With Esmé I had already taken to renting a kalash to explore the vicinity. We had trotted beside fair fields, dotted with palm thickets, through hills which rose low to the south before suddenly towering, knife-edged, to the Red Mountain -that huge and fantastic outcrop, scarred white as Odysseus’s old wound by a pathway descending from the ridge. ‘That mountain is as the ghost of the greatness of Thebes,’ declared Quelch, drawing closer, ‘as a liss of the Earth-gods, as a thunder-cloud advancing out of an open sky! Whether it be close upon you, grim, brown-red, hot, arid, impenetrable, rugged against all time - or far away, a mass of shimmering rose with paths of faint blue shadow in the early morning! And it is always immense and immediate, my dear friends, upon all things and all men!’

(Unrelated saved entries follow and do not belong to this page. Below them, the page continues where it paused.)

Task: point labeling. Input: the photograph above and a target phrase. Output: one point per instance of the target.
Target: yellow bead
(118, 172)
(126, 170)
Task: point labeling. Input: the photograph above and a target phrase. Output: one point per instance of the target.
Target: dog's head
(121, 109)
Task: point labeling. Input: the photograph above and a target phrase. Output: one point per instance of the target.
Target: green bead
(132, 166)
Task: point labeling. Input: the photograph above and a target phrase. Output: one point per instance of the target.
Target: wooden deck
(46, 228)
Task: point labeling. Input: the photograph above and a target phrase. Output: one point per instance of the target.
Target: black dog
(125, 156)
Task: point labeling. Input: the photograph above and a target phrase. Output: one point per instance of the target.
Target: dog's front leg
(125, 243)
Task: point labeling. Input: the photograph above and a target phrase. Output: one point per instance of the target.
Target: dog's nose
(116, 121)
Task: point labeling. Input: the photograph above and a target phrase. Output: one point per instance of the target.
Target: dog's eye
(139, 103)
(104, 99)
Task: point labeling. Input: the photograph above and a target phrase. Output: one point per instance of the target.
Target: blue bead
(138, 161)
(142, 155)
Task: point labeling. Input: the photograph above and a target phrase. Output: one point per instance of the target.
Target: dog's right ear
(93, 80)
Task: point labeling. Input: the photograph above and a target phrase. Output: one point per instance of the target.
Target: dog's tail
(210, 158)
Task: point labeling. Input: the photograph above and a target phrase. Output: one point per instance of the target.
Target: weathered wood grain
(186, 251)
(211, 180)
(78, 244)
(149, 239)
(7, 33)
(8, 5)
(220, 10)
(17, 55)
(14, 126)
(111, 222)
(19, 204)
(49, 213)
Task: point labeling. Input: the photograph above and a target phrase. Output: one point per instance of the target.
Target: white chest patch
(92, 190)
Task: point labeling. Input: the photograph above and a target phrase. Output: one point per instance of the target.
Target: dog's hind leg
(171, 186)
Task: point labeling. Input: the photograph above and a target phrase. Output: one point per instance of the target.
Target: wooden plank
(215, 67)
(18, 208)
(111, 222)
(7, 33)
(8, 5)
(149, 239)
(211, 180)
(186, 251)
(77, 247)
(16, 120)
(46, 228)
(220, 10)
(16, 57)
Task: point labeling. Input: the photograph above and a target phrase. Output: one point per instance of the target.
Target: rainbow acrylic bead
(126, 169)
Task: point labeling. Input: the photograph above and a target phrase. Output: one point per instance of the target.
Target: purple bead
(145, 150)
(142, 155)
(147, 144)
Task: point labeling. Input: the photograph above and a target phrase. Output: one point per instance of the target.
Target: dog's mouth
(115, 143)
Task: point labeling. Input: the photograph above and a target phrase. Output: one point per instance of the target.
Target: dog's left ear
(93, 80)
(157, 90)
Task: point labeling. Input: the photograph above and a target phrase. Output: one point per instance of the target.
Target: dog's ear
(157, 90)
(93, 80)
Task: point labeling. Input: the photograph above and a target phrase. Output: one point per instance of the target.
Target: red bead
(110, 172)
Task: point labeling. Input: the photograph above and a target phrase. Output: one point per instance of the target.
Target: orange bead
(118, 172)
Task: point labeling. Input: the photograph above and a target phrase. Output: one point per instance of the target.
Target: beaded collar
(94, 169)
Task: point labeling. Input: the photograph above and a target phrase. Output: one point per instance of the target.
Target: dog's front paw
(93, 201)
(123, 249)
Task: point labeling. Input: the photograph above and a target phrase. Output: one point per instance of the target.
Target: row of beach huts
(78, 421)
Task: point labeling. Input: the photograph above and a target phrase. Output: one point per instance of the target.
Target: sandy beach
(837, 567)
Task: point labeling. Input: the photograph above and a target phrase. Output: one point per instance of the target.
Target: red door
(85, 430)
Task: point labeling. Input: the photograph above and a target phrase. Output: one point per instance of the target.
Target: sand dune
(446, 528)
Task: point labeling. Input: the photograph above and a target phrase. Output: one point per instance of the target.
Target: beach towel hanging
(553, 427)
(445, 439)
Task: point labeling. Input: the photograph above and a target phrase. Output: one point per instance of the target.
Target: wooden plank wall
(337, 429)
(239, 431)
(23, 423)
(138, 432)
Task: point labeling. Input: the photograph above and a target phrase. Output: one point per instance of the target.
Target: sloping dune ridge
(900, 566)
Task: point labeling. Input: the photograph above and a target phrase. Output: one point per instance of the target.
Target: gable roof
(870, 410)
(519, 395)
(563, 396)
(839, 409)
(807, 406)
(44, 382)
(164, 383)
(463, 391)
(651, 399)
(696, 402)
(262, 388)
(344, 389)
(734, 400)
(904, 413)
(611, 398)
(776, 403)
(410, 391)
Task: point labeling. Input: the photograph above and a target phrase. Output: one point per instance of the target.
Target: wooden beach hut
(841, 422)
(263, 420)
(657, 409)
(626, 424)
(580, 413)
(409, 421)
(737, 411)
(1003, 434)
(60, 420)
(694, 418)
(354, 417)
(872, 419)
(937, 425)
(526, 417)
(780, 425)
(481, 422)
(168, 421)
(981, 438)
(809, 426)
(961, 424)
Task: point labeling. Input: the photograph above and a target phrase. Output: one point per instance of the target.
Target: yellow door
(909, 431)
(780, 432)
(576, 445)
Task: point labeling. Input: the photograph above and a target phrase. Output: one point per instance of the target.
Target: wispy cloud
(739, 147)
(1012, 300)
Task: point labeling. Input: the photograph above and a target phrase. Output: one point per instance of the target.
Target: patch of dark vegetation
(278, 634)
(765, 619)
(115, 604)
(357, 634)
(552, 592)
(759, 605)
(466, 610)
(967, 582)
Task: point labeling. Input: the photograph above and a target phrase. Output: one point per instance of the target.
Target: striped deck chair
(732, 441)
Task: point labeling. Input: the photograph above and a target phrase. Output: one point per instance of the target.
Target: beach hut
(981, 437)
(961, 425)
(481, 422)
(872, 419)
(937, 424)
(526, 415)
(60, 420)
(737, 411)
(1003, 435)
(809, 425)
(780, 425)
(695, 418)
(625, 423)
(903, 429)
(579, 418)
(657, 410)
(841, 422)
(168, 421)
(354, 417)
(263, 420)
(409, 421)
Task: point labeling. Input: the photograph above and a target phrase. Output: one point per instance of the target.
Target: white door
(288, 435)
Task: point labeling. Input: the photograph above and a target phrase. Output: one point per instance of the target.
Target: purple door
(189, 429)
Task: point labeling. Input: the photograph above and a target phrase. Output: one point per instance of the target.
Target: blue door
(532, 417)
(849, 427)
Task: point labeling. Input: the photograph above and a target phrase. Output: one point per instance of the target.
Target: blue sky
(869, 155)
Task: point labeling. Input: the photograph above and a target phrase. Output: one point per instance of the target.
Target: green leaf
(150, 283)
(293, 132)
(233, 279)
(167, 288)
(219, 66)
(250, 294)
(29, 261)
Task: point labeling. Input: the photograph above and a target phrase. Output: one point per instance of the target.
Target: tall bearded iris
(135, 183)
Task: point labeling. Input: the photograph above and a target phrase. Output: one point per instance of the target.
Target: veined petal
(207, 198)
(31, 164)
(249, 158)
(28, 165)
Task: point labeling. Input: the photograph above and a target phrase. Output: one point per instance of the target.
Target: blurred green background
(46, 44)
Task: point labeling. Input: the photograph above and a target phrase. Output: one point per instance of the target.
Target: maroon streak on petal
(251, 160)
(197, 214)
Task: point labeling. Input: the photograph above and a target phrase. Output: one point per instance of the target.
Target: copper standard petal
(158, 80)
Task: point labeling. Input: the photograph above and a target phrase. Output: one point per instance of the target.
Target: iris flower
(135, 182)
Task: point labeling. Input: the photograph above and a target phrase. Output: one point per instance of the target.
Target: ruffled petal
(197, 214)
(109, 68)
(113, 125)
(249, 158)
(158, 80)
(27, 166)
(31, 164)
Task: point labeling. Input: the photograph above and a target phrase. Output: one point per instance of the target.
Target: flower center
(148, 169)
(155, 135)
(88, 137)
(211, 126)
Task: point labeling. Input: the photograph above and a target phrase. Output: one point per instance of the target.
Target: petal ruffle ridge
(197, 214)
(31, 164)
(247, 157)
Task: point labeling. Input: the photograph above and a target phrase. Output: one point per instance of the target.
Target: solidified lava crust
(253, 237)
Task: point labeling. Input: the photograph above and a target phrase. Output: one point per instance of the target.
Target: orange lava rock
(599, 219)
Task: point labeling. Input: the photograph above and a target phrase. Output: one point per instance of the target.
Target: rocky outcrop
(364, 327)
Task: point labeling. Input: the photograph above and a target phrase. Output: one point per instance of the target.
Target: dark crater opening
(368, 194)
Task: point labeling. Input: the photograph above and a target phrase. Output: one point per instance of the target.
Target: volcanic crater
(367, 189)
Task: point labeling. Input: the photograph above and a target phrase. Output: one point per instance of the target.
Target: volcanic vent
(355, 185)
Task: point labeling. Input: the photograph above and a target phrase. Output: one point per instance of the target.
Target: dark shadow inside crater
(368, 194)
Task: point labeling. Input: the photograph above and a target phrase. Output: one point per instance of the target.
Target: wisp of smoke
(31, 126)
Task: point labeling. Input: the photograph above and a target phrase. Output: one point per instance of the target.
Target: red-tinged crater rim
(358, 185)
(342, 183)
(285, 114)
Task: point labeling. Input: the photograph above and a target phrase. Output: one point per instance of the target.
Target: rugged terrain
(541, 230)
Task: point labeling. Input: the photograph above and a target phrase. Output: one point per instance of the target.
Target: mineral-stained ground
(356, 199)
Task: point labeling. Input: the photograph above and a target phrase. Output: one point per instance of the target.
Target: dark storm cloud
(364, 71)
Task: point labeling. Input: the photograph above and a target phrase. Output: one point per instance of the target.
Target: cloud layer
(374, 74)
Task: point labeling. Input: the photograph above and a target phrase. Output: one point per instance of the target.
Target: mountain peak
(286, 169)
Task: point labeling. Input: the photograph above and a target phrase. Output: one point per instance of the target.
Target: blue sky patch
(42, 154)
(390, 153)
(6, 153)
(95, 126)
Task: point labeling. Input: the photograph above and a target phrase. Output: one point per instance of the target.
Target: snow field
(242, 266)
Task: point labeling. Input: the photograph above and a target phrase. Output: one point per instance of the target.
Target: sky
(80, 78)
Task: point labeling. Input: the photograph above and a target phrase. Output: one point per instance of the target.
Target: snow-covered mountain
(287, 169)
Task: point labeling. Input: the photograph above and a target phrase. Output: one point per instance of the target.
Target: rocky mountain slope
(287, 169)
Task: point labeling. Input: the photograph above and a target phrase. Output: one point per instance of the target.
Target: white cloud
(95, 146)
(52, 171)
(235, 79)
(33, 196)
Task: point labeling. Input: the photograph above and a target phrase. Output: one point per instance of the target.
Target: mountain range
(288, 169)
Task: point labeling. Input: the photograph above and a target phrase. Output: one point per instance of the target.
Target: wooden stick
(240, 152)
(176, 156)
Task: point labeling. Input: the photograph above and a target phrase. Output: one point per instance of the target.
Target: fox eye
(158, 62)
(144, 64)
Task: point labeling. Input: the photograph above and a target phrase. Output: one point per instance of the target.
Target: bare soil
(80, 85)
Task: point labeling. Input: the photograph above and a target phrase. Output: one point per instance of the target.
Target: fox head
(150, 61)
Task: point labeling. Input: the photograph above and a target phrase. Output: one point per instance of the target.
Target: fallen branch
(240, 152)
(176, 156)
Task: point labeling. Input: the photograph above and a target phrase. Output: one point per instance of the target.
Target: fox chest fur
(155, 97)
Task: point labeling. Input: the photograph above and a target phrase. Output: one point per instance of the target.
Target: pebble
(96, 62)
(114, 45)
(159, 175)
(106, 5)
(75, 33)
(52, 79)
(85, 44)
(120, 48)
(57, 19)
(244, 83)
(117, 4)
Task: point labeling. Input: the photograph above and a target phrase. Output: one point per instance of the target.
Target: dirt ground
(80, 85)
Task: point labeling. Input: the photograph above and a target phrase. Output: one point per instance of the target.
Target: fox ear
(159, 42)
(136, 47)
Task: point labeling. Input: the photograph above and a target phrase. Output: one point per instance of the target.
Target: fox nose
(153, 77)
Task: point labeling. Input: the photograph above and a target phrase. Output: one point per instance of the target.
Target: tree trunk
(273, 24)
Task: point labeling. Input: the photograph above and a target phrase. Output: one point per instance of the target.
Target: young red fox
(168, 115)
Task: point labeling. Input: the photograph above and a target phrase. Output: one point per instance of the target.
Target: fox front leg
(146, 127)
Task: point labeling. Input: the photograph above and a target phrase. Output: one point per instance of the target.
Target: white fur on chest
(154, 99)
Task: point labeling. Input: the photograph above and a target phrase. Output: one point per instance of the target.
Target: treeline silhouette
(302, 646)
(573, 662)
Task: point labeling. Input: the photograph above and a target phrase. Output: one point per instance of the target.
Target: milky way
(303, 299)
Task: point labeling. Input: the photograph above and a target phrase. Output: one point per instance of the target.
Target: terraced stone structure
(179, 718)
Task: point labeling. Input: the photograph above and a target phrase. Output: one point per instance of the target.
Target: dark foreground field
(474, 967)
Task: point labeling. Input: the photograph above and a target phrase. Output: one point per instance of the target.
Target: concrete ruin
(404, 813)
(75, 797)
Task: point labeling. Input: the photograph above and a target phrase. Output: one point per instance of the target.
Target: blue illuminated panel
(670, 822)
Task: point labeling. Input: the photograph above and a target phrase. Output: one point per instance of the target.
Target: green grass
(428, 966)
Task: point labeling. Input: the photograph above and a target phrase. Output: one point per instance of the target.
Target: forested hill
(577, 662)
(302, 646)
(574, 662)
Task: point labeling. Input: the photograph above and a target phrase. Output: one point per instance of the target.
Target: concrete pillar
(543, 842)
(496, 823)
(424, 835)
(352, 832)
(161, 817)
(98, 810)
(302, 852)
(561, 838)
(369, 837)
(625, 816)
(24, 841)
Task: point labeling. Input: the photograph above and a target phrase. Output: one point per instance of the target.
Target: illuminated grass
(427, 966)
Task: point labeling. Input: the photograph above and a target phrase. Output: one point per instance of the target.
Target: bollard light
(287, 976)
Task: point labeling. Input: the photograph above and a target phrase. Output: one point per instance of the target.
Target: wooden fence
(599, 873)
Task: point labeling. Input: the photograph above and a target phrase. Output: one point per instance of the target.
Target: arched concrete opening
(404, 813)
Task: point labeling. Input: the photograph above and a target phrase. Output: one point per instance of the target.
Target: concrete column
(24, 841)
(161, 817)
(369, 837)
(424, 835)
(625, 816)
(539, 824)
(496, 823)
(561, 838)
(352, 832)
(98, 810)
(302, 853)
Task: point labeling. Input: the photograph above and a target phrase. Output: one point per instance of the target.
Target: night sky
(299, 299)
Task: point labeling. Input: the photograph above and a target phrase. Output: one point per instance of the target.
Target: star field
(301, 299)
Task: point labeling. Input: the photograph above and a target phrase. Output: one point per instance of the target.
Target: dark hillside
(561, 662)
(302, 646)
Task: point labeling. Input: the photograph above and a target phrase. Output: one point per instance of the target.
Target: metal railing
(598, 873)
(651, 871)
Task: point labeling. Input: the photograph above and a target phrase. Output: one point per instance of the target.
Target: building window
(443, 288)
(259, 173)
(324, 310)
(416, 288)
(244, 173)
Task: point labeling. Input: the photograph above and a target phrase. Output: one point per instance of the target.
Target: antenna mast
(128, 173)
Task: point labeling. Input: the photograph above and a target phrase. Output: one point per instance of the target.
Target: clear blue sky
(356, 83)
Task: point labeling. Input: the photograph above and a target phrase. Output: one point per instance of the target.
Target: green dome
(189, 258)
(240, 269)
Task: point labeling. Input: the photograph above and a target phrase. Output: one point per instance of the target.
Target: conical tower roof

He has become emphatically lyrical since we disembarked. Far from avoiding Esmé or myself, he takes to seeking us out, as if needing to impose upon that graphic moment a different image of himself which we can respect and which might even erase all memory of it. His manner is more urbane, and increasingly avuncular. ‘No Ptolemy, no Roman, no Frenchman ever built anything as magnificent and practical as this hotel,’ continues Quelch as I begin to consider escape. ‘Monsieur Pierre Loti, in that peevish and decadent epitome of Anglophobia which he entitled The Death of Philae, murmurs fretfully against this hotel, you know. But don’t you find it has a fine presence? It dwarfs the modern village to forgetfulness. That alone is surely a valuable quality? I have said all this in my book. I was flattered to receive a personal letter from Thomas Cook’s and, before the War, could sign for anything I pleased at the bar or in the restaurant. The War lowered the tone of so much. What sort of Will was it that drove us to such terrible self-destruction?’